I have realized that having a baby is important for me. Why? Because I want to leave something of myself behind. When I come to the end of my life I wan to be able to say that I left this world a little better than it was when I came into it. My children are wonderful but I want one of my own as well. So I go through the motions of taking my temperature and charting my everything it seems. So much so to the point that when I tell hubby this is when we need to “you know” he doesn’t come home (he works out-of-town sometimes.) In fact the obsession was part of the reason for the affair he had last year. That and other issues. He told me, honestly, that I have got to calm down. That the stress of having to perform on command had just gotten to him.
So now we don’t plan every aspect of our time together and learning to relax and be together more was part of the reason for the extended holiday we took. Although I will admit that secretly it hurt to spend so much time together only to not come home pregnant. I have however come to terms with the fact that I just have to wait and pray that God will bless me.

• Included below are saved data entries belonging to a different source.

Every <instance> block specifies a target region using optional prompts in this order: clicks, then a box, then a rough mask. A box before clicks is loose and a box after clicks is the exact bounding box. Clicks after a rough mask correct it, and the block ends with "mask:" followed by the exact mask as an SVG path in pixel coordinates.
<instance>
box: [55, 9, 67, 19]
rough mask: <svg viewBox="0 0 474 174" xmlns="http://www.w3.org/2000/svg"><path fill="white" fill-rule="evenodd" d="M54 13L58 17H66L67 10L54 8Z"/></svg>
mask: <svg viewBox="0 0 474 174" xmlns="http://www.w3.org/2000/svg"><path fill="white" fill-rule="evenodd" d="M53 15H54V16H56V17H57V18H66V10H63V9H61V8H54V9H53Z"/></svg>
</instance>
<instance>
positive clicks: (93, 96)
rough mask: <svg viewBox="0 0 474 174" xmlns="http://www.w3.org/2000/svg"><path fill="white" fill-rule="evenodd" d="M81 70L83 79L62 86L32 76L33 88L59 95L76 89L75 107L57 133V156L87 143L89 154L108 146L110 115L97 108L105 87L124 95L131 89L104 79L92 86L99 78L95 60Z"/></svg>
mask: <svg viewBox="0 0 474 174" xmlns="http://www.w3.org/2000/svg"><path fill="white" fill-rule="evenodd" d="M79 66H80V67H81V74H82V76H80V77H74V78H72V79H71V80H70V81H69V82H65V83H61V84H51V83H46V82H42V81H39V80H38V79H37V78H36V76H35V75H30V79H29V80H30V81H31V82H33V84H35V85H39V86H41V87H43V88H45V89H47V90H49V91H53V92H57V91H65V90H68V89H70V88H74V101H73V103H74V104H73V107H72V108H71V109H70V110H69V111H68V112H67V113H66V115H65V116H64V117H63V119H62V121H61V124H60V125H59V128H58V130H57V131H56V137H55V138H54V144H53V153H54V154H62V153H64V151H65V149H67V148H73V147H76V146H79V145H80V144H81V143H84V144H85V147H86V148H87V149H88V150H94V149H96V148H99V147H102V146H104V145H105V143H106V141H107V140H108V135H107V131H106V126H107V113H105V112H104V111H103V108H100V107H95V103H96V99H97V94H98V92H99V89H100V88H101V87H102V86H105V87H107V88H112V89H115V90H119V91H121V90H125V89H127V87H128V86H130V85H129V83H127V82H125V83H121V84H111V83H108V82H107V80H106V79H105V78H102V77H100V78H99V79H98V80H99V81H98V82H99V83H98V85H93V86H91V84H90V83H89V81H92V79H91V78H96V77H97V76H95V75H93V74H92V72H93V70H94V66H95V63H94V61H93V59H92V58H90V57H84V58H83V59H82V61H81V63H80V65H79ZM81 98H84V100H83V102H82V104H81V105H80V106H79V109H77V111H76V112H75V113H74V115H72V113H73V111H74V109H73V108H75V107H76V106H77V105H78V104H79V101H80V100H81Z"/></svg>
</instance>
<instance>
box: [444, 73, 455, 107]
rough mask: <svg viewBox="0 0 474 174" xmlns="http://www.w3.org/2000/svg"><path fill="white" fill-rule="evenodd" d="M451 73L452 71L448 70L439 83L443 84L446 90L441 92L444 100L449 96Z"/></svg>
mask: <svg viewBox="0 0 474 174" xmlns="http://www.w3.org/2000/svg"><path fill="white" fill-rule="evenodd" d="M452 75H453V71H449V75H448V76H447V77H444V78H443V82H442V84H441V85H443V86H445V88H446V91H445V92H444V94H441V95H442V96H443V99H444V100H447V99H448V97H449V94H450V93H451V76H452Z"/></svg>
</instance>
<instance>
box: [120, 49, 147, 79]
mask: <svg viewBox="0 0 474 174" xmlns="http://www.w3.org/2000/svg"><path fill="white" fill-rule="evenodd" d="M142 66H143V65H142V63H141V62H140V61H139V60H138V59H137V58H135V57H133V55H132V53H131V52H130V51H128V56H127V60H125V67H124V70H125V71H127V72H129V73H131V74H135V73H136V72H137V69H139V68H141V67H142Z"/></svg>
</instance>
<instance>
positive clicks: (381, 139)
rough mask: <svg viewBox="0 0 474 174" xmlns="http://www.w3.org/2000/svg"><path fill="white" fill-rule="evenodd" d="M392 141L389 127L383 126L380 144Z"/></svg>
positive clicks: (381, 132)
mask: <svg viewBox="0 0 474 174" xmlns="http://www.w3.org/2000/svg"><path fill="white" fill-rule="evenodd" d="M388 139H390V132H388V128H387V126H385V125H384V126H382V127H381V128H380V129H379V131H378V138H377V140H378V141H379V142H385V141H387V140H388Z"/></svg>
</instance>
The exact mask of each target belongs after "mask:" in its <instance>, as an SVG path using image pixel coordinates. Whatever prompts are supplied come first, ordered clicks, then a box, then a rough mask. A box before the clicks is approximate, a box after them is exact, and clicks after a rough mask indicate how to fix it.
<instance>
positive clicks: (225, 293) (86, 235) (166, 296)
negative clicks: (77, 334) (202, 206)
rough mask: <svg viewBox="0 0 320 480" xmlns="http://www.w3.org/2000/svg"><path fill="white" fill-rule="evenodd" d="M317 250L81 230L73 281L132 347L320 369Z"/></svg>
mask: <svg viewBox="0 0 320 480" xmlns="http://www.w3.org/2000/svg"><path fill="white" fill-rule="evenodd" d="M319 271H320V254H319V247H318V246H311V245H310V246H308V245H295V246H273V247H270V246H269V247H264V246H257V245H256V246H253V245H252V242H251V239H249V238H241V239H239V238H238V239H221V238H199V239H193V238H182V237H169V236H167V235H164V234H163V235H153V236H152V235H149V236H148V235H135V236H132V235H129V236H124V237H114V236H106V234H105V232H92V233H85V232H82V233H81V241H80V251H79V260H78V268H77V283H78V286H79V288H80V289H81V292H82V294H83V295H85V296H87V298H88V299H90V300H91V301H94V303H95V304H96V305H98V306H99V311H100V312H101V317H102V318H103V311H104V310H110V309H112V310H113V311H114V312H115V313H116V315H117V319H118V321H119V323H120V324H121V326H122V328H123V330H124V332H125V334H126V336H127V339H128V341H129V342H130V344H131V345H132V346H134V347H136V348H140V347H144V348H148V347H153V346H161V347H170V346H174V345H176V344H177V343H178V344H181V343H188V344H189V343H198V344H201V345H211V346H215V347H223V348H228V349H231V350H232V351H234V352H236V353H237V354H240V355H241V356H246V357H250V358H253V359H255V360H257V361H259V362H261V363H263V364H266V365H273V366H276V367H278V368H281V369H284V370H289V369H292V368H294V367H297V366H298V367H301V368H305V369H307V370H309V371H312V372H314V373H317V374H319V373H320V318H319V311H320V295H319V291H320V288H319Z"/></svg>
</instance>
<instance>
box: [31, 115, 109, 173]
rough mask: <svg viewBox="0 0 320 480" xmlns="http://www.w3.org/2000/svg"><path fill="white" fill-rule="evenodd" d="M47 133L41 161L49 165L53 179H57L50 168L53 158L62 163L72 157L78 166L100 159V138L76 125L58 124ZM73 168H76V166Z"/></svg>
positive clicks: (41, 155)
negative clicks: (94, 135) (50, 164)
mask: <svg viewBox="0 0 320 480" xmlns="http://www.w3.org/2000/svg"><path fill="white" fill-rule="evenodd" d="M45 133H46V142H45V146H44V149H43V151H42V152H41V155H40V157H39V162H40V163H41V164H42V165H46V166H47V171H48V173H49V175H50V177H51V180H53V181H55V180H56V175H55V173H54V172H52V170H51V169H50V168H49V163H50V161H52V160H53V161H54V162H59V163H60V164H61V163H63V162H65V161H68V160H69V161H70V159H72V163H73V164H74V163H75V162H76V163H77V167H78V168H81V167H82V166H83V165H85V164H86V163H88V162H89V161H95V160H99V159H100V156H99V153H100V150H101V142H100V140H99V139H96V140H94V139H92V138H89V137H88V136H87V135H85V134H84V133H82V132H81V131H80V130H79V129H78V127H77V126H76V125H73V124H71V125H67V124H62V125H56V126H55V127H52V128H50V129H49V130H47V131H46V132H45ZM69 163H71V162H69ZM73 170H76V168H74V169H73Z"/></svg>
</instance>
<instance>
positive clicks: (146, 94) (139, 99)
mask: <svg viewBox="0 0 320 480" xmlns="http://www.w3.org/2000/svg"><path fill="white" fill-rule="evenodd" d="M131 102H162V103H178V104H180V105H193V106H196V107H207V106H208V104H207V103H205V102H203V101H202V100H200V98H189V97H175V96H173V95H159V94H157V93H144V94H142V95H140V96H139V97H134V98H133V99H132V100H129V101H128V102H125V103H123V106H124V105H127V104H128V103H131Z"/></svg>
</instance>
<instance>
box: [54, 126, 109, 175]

I live in a small Georgia town that you most likely have never heard of and I LOVE it! My house is more than full as I am a single mother of four & caregiver to my aging mother and uncle. Lover of all things Outlander. Goes to the beat of her own drum woman.
Christine M says
I’ll be praying for you Rita =). We have been blessed with 4 kids so I don’t know what your going through. It seems that whenever I lost weight I would get pregnant. Praying that through weight loss and God’s perfect timing you will be blessed with a child of your own.
Rita says
Thank you for all of your support.
Patricia says
Stress is a big burden. It is a tough situation. We have been trying as well with no luck. Our first two came quick. We would love to add to our family and honestly you just described what I am feeling and going through as well.
Rita says
I hope that by my sharing our journey it will help others. I know how you feel and learning to let stress go can be the hardest part.
ellen says
I am not really sure of your age.. or of your husbands or if you have children at home.
I will tell you though, that the older you get, the harder it will be to conceive. Weight does play a bit of a role for some, but if you are fertile, you are fertile and ten pounds just doesn’t sway it that much.

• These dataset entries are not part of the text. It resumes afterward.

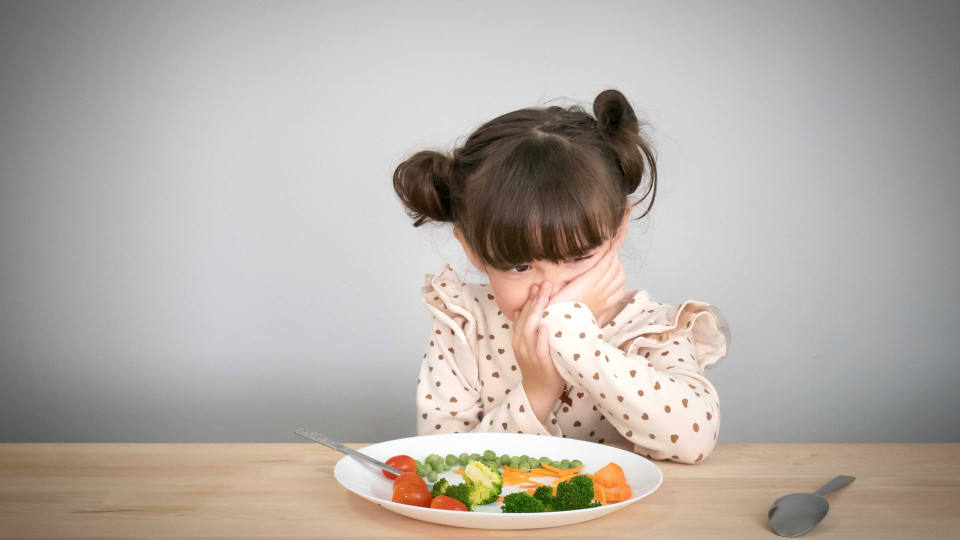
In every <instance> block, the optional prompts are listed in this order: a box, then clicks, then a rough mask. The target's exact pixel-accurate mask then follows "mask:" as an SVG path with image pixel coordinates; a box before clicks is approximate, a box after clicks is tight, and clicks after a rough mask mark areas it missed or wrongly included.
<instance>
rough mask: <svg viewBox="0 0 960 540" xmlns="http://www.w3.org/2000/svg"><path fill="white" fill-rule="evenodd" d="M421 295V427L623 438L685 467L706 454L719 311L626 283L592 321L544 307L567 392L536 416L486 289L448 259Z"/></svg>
mask: <svg viewBox="0 0 960 540" xmlns="http://www.w3.org/2000/svg"><path fill="white" fill-rule="evenodd" d="M423 300H424V302H425V303H426V305H427V308H428V309H429V310H430V312H431V314H432V315H433V317H432V328H431V331H430V338H429V343H428V344H427V349H426V353H425V354H424V356H423V363H422V366H421V369H420V378H419V381H418V383H417V412H418V415H419V416H418V418H417V432H418V433H419V434H421V435H429V434H436V433H456V432H469V431H499V432H509V433H534V434H541V435H553V436H558V437H571V438H576V439H583V440H588V441H593V442H598V443H604V442H607V443H614V442H624V441H629V442H631V443H633V445H634V450H635V451H636V452H637V453H639V454H641V455H644V456H647V457H649V458H651V459H669V460H672V461H678V462H683V463H699V462H700V461H702V460H703V459H704V458H705V457H706V456H708V455H709V454H710V452H711V451H712V450H713V447H714V445H715V444H716V439H717V433H718V429H719V426H720V410H719V402H718V400H717V392H716V390H715V389H714V387H713V385H712V384H710V381H708V380H707V379H706V377H705V376H704V373H703V370H704V368H706V367H709V366H711V365H713V364H714V363H716V362H717V361H718V360H720V359H721V358H722V357H723V356H724V355H725V354H726V348H727V341H728V339H729V337H728V336H729V332H728V330H727V328H726V324H725V322H724V319H723V317H722V315H721V314H720V312H719V311H718V310H717V309H716V308H713V307H711V306H709V305H707V304H703V303H701V302H693V301H690V302H686V303H684V304H682V305H680V306H671V305H666V304H661V303H659V302H655V301H653V300H651V299H650V298H649V296H648V295H647V294H646V292H644V291H634V292H630V293H628V294H627V295H626V297H625V299H624V301H623V306H622V310H621V311H620V313H619V314H618V315H617V316H616V317H614V319H613V320H611V321H610V322H609V323H607V325H606V326H604V327H603V328H600V327H598V326H597V323H596V321H595V319H594V317H593V314H592V313H591V311H590V309H589V308H588V307H587V306H586V305H585V304H581V303H578V302H559V303H556V304H552V305H549V306H547V308H546V309H545V310H544V311H543V313H542V314H541V318H542V320H543V322H544V323H545V324H546V325H547V326H548V327H549V328H550V331H551V334H552V335H551V336H550V350H551V354H552V356H553V359H554V364H555V365H556V367H557V370H558V371H559V372H560V374H561V375H562V376H563V378H564V380H565V381H566V388H565V389H564V392H563V394H562V395H561V396H560V398H559V399H558V400H557V402H556V403H555V404H554V406H553V409H552V410H551V411H550V413H549V414H548V416H547V418H546V420H545V421H544V422H542V423H541V422H540V421H539V420H538V419H537V417H536V415H535V414H534V412H533V409H532V407H531V406H530V403H529V401H527V397H526V395H525V393H524V391H523V385H522V374H521V372H520V367H519V366H518V365H517V361H516V358H515V357H514V354H513V349H512V347H511V345H510V343H511V340H512V337H513V324H512V323H511V322H510V320H509V319H507V318H506V317H505V316H504V315H503V314H502V313H501V312H500V311H499V309H498V308H497V304H496V302H495V299H494V296H493V291H492V290H491V289H490V287H489V285H485V284H474V283H464V282H463V281H462V280H461V279H460V277H459V276H458V275H457V273H456V272H454V271H453V270H452V269H451V268H450V267H449V266H446V267H444V269H443V271H441V272H440V274H438V275H436V276H427V280H426V286H425V287H424V288H423Z"/></svg>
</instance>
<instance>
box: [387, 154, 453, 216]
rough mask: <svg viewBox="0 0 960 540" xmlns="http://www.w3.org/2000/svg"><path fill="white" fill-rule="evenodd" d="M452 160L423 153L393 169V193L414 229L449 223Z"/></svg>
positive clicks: (408, 159)
mask: <svg viewBox="0 0 960 540" xmlns="http://www.w3.org/2000/svg"><path fill="white" fill-rule="evenodd" d="M452 176H453V158H451V157H450V156H448V155H446V154H441V153H440V152H434V151H430V150H425V151H421V152H417V153H416V154H414V155H413V156H411V157H410V159H408V160H406V161H404V162H403V163H401V164H400V165H398V166H397V169H396V170H395V171H394V172H393V189H394V191H396V192H397V196H398V197H400V200H401V201H402V202H403V205H404V206H405V207H406V208H407V214H408V215H409V216H410V217H411V218H413V220H414V221H413V225H414V227H419V226H420V225H423V224H424V223H426V222H428V221H438V222H447V221H451V220H452V218H453V216H452V214H451V210H450V209H451V205H450V182H451V179H452Z"/></svg>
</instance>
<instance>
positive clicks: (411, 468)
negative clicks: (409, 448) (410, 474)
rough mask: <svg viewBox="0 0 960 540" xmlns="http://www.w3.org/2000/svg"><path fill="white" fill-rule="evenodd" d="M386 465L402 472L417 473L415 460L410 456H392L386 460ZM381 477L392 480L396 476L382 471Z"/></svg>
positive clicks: (415, 461) (416, 469)
mask: <svg viewBox="0 0 960 540" xmlns="http://www.w3.org/2000/svg"><path fill="white" fill-rule="evenodd" d="M387 465H390V466H391V467H393V468H394V469H400V470H401V471H403V472H414V473H415V472H417V460H415V459H413V458H412V457H410V456H404V455H399V456H393V457H392V458H390V459H388V460H387ZM382 472H383V475H384V476H386V477H387V478H389V479H391V480H393V479H394V478H396V477H397V475H395V474H393V473H392V472H388V471H382Z"/></svg>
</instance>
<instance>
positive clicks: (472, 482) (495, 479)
mask: <svg viewBox="0 0 960 540" xmlns="http://www.w3.org/2000/svg"><path fill="white" fill-rule="evenodd" d="M463 480H464V483H465V484H466V485H468V486H469V487H470V502H471V503H472V506H476V505H478V504H489V503H492V502H493V501H495V500H497V497H499V496H500V492H501V491H503V476H501V475H500V472H499V471H497V470H496V469H491V468H489V467H487V466H486V465H484V464H483V463H481V462H479V461H471V462H470V463H468V464H467V466H466V467H464V468H463ZM472 506H471V504H467V508H471V507H472Z"/></svg>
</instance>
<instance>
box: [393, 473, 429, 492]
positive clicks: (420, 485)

Do you have any other kids of your own (natural children) , have either or both of you had fertility testing? The easiest is to have a man tested- and although he has kids (I had a hard time telling if you were speaking of your husband or your Dr having 4 children) a mans sperm count does decline with age. And, as you know there are only a finite number of eggs a woman has- once they are gone they are gone.
I would encourage you to really have a heart to heart with your husband…. and make a decision soon if you want to take it further than ‘hoping’ or to have some medical intervention. It may be as easy as medicines(pills) or maybe some other decisions if you really want to have a child. You may find out how committed you both are because it has to be a joint decision.
My husband and I were never blessed with children together, although I had a child previously (just one) We have been married 26 years and at times it still bothers me/us we didnt take it past the “God will bless us” because He didnt. It is long past time now I can have children, and from my perspective when you say 7 years unless it was by choice, it sounds as if you need to examine where you are at with it.
Some people do fine never having kids, some can raise a spouses children and be satisfied, some have to have their own, and some can sneeze and get pregnant!
Whatever you decided I wish you well. and writing about it can and will help you. Youre not alone.